Die Kritik richtete sich in erster Linie gegen das Großstadtleben, aber die Beschleunigung der Kommunikation im Sinne von Verkehr und Nachrichtenaustausch spielte dabei eine exponierte Rolle:

„... durch den ins Ungemessene gesteigerten Verkehr, durch die weltumspannenden Drahtnetze des Telegraphen und Telephons haben sich die Verhältnisse in Handel und Wandel total verändert: Alles geht in Hast und Aufregung vor sich, die Nacht wird zum Reisen, der Tag für die Geschäfte benützt, selbst die ‚Erholungsreisen‘ werden zu Strapazen für das Nervensystem; große politische, industrielle, finanzielle Krisen tragen ihre Aufregung in viel weitere Bevölkerungskreise als früher; ganz allgemein ist die Anteilnahme am politischen Leben geworden: Politische, religiöse, soziale Kämpfe, das Parteitreiben, die Wahlagitationen, das ins Maßlose gesteigerte Vereinswesen erhitzen die Köpfe und zwingen die Geister zu immer neuen Anstrengungen und rauben die Zeit zur Erholung, Schlaf und Ruhe; … die moderne Literatur beschäftigt sich vorwiegend mit den bedenklichsten Problemen, die alle Leidenschaften aufwühlen, die Sinnlichkeit und Genusssucht, die Verachtung aller ethischen Grundsätze und aller Ideale fördern; sie bringt pathologische Gestalten, psychopathisch-sexuelle, revolutionäre und andere Probleme vor den Geist des Lesers; unser Ohr wird von einer in großen Dosen verabreichten, aufdringlichen und lärmenden Musik erregt und überreizt, die Theater nehmen alle Sinne mit ihren aufregenden Darstellungen gefangen ...“

Die Medien fungieren damals wie heute als Taktgeber und Schrittmacher eines 
Beschleunigungsprozesses, der alle Lebensbereiche ergreift. Aussagen über den Niedergang der Kultur finden offenbar immer dann öffentliche Resonanz, wenn Entwicklungsschübe bisherige kulturelle Gepflogenheiten in Frage stellen und entwerten.

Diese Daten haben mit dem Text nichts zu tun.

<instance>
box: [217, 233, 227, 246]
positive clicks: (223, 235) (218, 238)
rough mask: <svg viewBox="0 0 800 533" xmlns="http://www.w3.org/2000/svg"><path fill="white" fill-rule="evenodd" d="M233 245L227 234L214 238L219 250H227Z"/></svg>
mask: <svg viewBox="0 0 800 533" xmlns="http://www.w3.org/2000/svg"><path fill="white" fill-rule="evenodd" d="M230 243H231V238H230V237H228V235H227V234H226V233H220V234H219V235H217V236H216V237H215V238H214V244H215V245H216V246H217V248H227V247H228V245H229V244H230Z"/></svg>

Heute sind es die gefühlskalten und beziehungsunfähigen Cyberzombies, vor denen Clifford Stoll, ein zum Medienkritiker konvertierter Internetpionier, im SPIEGEL warnen darf: Das Internet sei des Teufels, es werde „entsetzliche Auswirkungen auf die Ausbildung und Erziehung haben“, und es sei kein Zufall, dass jugendliche Amokläufer „all ihre Freizeit im World Wide Web verbracht haben.“

Den apokalyptischen Warnungen vor dem Untergang der Kultur stehen überzogen optimistische Szenarien über die Segnungen des technischen Fortschritts entgegen. Sicherlich nicht zufällig spielt sich dieser Kampf der Zukunftsprognosen mit Vorliebe auf dem Schauplatz der Bildung ab.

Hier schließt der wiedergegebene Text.